For more than 30 years, Data Warehouses have been a central part of the business intelligence landscape. This pattern typically involved bringing structured data together from across the business into a centralised location for business intelligence reporting and analysis. For instance, banks often implemented large data warehouses to combine details from their marketing systems, accounting systems, and mortgage systems to build a single view of the customer. Data Warehouses were often SQL based and built on proprietary technology such as Oracle or SQL Server.
More recently, around 2010, the idea of the Data Lake emerged. Whereas Data Warehouses typically structure and organise their data into a set relational schema as it is ingested, the Data Lake pattern involves storing data which is unstructured or semi structured and leaving decisions about how the data will be processed and analysed until later when it is consumed. Data Lakes are also a better fit for data such as images, log files or other binary files and not just relational data. Finally, instead of being stored within a relational database as per the Warehouse, Lakes are typically stored on low cost Object Storage such as AWS S3 where the data is more open.
This evolution in approach has led to a situation where organisations have both Data Warehouses and Data Lakes within their organisation, and indeed multiple instances of each. Sometimes, the Lake is simply the more modern, strategic and widely used solution, whereas the Warehouse is legacy. In other instances, the two are integrated so that data is exchanged between the two, for instance by surfacing Lake data to Data Analysts through a relational Warehouse.
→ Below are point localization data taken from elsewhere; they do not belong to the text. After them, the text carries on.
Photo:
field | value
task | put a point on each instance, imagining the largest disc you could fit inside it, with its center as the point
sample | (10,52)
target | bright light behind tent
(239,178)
Recently, there has been considerable interest in combining the concepts into what is referred to a single Data Lakehouse. This involves taking the best of the Data Warehouse and Data Lake and delivering them together with one technology solution and one copy of the data. This is a fairly significant technology ask, but if it can be delivered, it has significant benefits:
- Only one technology platform needs to be deployed and managed, reducing cost, overhead and improving time to value;
- This shared data source can be used by Data Analysts and Data Scientists who can adopt common tooling and patterns;
- All data can be stored in the more modern lake structure, avoiding much of the painful ETL development, whilst also giving data analysts the organised and structured interface they need;
In practice, the Data Lakehouse pattern can be thought of as providing a layer over the top of the unstructured Lake, which makes it look like more a Data Warehouse. For instance, by adding the following capabilities over a Data Lake:
- Introducing the concept of relational tables over the unstructured data files;
- Exposing a SQL layer and query engine for querying and updating this data;
- Implementing database mechanisms such as constraints on top of the data;
- Implementing ACID transactions over the data lake.
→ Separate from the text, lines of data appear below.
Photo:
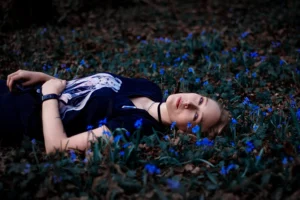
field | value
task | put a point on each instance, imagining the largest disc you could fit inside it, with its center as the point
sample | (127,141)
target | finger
(12,80)
(27,83)
(9,77)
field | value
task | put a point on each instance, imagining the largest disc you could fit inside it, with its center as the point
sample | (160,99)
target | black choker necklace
(158,111)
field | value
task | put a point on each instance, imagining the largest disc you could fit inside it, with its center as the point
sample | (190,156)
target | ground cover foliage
(243,54)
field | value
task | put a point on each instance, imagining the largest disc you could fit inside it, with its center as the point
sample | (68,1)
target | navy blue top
(85,102)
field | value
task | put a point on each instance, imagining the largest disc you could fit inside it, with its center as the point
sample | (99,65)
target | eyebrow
(202,119)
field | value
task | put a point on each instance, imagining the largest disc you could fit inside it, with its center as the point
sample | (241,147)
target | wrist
(49,97)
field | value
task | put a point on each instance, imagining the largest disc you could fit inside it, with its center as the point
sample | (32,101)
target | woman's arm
(45,77)
(53,130)
(55,136)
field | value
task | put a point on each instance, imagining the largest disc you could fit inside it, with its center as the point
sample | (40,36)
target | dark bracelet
(49,96)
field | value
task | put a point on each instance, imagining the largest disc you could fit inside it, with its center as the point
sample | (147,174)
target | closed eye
(200,102)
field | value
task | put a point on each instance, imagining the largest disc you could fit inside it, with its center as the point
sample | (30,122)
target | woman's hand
(25,77)
(55,86)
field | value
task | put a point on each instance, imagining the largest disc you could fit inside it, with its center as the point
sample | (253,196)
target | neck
(163,111)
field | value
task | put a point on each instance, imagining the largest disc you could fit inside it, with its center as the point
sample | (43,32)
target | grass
(244,55)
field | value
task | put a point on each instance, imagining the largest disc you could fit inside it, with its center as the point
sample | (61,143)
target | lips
(178,102)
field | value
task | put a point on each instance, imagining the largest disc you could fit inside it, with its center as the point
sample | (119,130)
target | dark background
(20,14)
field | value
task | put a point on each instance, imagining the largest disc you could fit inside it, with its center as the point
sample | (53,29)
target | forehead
(211,113)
Again, Databricks have the lead in developing this capability of integrating the Data Warehouse and Data Lake, but they are by no means the only vendor on this journey. Snowflake for instance is moving away from marketing itself as a Data Warehouse to becoming more of a Data Platform, whilst the Azure Synapse Analytics is also bringing this to life in an Azure native solution.
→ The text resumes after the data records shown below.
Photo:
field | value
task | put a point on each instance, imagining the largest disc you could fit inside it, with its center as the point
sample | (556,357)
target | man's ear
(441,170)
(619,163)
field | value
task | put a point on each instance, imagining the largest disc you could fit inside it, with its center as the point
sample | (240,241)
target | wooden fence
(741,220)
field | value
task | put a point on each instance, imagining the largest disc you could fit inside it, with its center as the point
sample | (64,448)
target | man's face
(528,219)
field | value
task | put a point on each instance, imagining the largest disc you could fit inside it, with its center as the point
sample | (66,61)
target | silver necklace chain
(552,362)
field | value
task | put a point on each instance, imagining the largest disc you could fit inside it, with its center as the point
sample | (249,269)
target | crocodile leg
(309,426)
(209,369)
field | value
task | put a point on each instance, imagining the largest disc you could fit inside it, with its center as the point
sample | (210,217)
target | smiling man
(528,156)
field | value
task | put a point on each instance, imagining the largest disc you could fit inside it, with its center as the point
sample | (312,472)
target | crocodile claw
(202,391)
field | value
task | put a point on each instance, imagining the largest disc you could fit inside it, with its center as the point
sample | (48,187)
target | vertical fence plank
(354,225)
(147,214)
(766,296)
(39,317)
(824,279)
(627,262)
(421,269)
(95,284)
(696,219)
Data Lakehouse can sound like a marketing buzzword, but there is real substance behind it and I believe it is likely to be one of the big transformation stories for data strategy in the enterprise going forward.
In this article we considered Data Lakes and their role in the Modern Data Stack.
We considered how Data Lakes meet some of the historitcal shortcomings of Data Warehouses.
Finally, we discussed how many Data Teams are combining Data Lakes and Data Warehouses, and the downsides of doing this. We also looked at how the two worlds are inreasingly overlapping and unifying in their approach.